19th Century Aesthetics: Romanticism, Realism, and Naturalism

Romanticism:

  • Characteristics: Individualism is revealed against all objects, expressing the artist’s intimacy and a subjective view of reality.
  • Denial of Reality: The world imposes limits, producing romantic frustration. The reaction to reality is evasion or rebellion.
  • Defense of Freedom: Freedom of thought is the basis of Romanticism, considered essential, rejecting neoclassical rules.
  • Nature: The natural world acquires importance in art. Landscapes are intricate, harsh, or desolate, reflecting the author’s mood.
  • Nationalism: Revitalized during Romanticism. The Romantics valued the unique features of their country.

Realism: Replaces romantic idealism with a desire to reflect social reality based on observation.

  • Main Characteristics: Interest in the outside world replaces romantic intimacy.
  • Realism aspires to be a social and human chronicle, collecting believable themes, characters, and environments.

Naturalism: Intensifies the principles of realism and incorporates the deterministic view of evolution and heredity.

  • Characteristics: Performs a detailed documentation of reality, using the methods of experimental sciences and applied determinism.
  • Reproduces sordid or unpleasant environments and features characters marked by heredity and environment.
  • Naturalism represents a critical current that denounces social gaps and injustice.

19th Century Literature: Romanticism, Realism, and Naturalism

Romanticism: Romantic writers, in the name of freedom, reject neoclassical rules.

  • Mixing genres, combining verse and prose, and using various types of meters and stanzas.
  • The romantic style is always prevalent, sometimes melancholic, intimate, confidential, and other times epic-sounding, bombastic, or melodramatic.

Realism and Naturalism: Make literature a mirror that reflects the era.

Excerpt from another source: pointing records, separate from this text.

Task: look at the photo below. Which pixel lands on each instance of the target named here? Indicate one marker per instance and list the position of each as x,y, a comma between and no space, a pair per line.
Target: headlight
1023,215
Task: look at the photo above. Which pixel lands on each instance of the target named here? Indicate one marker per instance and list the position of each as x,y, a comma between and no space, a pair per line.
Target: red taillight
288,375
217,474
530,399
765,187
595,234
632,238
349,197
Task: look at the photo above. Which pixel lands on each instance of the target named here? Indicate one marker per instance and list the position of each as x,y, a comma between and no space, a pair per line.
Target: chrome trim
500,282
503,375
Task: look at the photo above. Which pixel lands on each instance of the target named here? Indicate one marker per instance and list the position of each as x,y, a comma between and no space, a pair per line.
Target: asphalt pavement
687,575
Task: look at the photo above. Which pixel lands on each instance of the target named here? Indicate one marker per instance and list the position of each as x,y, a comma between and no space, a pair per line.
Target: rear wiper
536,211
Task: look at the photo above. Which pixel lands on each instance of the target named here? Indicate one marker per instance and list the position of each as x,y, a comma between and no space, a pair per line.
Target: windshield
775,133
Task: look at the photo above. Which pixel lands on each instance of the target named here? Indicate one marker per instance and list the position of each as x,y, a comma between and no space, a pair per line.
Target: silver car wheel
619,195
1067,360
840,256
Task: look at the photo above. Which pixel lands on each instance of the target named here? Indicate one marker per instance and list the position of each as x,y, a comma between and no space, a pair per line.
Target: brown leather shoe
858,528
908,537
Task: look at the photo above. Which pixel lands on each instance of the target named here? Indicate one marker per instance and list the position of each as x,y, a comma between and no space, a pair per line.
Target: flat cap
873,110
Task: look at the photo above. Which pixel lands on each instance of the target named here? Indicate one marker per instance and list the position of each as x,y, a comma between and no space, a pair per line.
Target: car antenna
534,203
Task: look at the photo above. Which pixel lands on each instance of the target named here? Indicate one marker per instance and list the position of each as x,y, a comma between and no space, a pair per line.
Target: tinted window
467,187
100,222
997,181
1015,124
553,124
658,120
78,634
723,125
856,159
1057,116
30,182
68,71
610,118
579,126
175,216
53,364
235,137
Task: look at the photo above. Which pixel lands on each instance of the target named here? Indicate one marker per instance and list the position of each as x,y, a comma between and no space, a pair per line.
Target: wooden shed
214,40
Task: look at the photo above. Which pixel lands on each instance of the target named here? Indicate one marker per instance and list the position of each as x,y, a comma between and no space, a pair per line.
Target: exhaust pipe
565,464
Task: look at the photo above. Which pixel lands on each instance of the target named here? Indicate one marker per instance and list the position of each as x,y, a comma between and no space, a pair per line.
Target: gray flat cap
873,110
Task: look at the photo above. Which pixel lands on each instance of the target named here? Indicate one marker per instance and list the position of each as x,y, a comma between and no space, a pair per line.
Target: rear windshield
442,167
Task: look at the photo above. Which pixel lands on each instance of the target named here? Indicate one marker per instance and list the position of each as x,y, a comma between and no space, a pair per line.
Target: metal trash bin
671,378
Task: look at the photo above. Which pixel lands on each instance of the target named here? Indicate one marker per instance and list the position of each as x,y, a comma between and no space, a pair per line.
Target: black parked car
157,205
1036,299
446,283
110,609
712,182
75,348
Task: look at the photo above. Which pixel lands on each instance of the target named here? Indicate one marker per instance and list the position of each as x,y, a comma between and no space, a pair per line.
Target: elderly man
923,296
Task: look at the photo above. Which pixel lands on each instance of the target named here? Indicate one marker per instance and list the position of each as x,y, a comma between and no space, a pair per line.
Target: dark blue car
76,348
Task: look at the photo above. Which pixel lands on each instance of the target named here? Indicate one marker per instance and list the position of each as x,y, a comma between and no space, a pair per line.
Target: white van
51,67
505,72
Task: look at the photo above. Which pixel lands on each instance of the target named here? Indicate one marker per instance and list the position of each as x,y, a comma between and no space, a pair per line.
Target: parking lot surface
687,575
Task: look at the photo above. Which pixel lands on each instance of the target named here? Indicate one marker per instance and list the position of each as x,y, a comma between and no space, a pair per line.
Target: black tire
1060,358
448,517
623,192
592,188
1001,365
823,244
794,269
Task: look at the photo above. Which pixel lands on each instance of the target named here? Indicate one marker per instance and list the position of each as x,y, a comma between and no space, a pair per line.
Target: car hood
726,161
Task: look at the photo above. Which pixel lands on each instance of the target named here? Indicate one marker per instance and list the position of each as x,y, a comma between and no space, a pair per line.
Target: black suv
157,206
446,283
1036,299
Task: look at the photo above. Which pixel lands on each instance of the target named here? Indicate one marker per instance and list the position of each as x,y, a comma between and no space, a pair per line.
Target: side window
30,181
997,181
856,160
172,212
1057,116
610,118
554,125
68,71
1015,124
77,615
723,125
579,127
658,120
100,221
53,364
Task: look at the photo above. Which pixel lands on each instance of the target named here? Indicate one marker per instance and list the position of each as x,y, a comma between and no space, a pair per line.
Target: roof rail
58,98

  • The quintessential literary theme is the reality surrounding the writer, shown with descriptive and psychological detail.
  • The social style tends towards simplicity and incorporates colloquial language to reflect the time faithfully.

Literary Genres

Romanticism revitalizes the Lyric Theater, genres appropriate to the intimacy and vehemence of the romantic spirit. It also establishes the absolute freedom of the artist to combine or create new genres.

Realism and Naturalism produce the splendor of the narrative: the novel and, to a lesser extent, the story. Other genres are relegated to the background. Naturalism assumes the renewal of European theater, both in topics and forms of representation.

Poetry of the 19th Century

Two poetic trends are distinguished: lyricism and narrative poetry. Romantic poets rejected any norm, using polymetry, introducing new forms, and retrieving some forgotten ones. Lyrical themes revolve around feelings or great romantic ideals, often falling into nature.

Many Romantic poets include German language Schiller and Espronceda Goethe. In Spain, the Duke of Ribas, Zorrilla, and Rosalia de Castro Bécue.

Realism and Naturalism: poetry is the most neglected genre because descriptivism flows.